Photorefractive properties of a thiapyrylium-dye-sensitized polymer composite

Abstract

The detailed photorefractive properties of a thiapyrylium-dye-sensitized photorefractive polymeric composite are presented. The composite contains an ionic thiapyrylium dye, 4-(4-dimethylaminophenyl)-2,6-diphenylthiapyrylium perchlorate, as a photocharge generation sensitizer, 4-(N,N-diethylamino)-(β)-nitrostyrene as a second-order nonlinear optical chromophore, and poly(9-vinylcarbazole) as a host polymer as well as a charge transporting agent. The electrooptic and photoconductive properties of the composite have been studied and an apparent sublinear dependence of the photoconductivity on the illumination power density has been observed.
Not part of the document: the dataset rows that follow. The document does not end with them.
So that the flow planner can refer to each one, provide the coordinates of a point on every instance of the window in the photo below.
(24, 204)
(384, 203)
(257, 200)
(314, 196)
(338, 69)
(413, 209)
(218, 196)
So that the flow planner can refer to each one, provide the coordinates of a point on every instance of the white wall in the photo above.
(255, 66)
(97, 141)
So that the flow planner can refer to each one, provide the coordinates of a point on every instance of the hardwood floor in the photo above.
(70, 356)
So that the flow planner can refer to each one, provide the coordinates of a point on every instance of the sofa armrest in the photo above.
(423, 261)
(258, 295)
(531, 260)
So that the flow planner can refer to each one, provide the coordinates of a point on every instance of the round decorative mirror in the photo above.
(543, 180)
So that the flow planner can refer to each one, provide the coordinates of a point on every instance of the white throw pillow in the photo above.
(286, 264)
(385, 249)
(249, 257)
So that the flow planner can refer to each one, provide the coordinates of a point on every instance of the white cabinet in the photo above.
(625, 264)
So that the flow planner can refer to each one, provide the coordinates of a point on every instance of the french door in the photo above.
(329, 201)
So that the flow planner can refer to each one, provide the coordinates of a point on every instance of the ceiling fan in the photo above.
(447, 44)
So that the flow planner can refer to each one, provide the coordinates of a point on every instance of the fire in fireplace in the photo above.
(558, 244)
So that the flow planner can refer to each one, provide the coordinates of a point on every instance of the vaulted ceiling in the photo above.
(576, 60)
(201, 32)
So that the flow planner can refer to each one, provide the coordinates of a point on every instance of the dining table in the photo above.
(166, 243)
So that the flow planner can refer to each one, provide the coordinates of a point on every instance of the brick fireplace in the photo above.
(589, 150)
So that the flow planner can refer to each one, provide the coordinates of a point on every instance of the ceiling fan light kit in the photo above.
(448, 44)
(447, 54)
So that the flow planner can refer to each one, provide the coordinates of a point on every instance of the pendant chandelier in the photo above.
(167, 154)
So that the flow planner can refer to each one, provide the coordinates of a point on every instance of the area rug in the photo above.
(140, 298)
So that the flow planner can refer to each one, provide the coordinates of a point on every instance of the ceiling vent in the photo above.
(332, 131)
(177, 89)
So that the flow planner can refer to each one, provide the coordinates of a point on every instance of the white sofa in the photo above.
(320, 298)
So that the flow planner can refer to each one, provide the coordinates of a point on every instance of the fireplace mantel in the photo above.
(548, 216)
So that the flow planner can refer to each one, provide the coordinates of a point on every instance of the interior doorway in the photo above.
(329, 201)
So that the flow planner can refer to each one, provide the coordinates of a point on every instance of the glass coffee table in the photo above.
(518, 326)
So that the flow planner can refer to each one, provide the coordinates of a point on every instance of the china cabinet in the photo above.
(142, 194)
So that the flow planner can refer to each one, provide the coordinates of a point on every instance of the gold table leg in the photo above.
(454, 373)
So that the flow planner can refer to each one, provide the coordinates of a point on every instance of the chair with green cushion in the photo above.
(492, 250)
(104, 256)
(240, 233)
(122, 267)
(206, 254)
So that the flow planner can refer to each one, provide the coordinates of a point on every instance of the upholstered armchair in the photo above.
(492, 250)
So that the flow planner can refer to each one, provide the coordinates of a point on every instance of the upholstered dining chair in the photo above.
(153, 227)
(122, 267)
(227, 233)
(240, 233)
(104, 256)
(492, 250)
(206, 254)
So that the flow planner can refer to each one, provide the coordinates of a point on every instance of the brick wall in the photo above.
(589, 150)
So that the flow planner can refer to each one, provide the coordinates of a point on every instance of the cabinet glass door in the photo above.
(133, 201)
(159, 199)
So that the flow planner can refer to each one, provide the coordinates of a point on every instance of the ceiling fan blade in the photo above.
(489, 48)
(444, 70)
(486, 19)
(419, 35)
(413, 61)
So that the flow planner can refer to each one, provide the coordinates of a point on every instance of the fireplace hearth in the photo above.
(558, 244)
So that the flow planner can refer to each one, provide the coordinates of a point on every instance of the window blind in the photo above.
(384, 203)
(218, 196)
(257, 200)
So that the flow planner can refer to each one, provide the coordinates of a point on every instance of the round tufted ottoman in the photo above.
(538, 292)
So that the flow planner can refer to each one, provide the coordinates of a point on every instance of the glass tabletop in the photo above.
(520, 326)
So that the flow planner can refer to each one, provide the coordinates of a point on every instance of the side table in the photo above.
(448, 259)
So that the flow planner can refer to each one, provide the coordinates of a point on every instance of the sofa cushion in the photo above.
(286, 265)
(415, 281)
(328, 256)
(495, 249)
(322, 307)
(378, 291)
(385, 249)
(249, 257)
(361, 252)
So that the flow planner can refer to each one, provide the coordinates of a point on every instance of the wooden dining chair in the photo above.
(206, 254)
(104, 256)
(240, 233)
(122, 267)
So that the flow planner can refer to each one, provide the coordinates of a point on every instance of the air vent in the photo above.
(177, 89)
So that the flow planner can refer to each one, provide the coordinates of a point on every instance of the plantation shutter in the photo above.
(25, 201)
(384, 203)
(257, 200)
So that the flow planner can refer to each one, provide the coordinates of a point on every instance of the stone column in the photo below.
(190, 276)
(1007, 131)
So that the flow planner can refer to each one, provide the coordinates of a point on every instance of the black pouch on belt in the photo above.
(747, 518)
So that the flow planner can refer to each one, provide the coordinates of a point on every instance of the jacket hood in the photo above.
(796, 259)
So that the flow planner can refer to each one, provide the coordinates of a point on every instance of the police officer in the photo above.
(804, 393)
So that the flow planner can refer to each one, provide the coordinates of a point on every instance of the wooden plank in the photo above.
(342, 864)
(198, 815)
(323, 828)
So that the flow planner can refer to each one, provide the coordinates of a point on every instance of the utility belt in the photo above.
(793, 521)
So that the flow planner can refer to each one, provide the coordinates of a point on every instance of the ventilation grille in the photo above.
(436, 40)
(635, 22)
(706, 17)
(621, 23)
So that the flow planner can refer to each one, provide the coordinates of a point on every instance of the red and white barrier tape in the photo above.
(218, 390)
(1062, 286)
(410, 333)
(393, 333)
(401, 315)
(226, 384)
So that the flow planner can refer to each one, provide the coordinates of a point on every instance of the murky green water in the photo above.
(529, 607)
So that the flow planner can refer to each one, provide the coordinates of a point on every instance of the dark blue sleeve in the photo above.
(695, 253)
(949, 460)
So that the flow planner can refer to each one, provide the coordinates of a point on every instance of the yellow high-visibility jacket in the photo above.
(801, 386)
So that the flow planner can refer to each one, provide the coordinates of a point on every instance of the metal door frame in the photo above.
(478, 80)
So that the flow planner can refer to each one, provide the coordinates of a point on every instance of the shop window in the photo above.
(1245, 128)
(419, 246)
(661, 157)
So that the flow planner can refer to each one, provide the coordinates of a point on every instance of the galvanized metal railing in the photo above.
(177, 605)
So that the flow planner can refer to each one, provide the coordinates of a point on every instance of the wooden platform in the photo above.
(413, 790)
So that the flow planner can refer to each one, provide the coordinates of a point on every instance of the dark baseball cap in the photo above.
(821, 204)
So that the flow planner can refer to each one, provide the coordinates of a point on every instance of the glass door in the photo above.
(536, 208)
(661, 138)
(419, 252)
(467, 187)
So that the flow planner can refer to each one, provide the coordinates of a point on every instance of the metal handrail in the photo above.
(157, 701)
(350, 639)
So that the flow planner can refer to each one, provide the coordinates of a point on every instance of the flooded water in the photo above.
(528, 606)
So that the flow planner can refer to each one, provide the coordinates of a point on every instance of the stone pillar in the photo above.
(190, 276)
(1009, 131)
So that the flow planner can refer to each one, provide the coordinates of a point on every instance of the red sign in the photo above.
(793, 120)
Both degenerate and nondegenerate four-wave-mixing experiments have been carried out and a holographic diffraction efficiency of 1.1% has been achieved in a 160-μm-thick film at an external field of 62.5 V/μm. A nonlocal character of the photorefractivity has been established through the asymmetric energy transfer with a gain of 7 cm−1 in a two-beam coupling experiment. The dynamics of the formation and erasure of the holographic gratings has been studied. The rise time and erasure time for the space-charge field have been measured as a function of the writing and erasure beam intensities, respectively. The sublinear character of these dependencies can be explained by the apparent sublinear photoconductivity of the composite. The dependence of the grating rise time on the applied electric field is attributed to the field dependence of both the photocharge generation quantum efficiency and the charge mobility in the polymer matrix. The application of this material to information storage and image processing has been explored with demonstrations of holographic image recording and retrieval.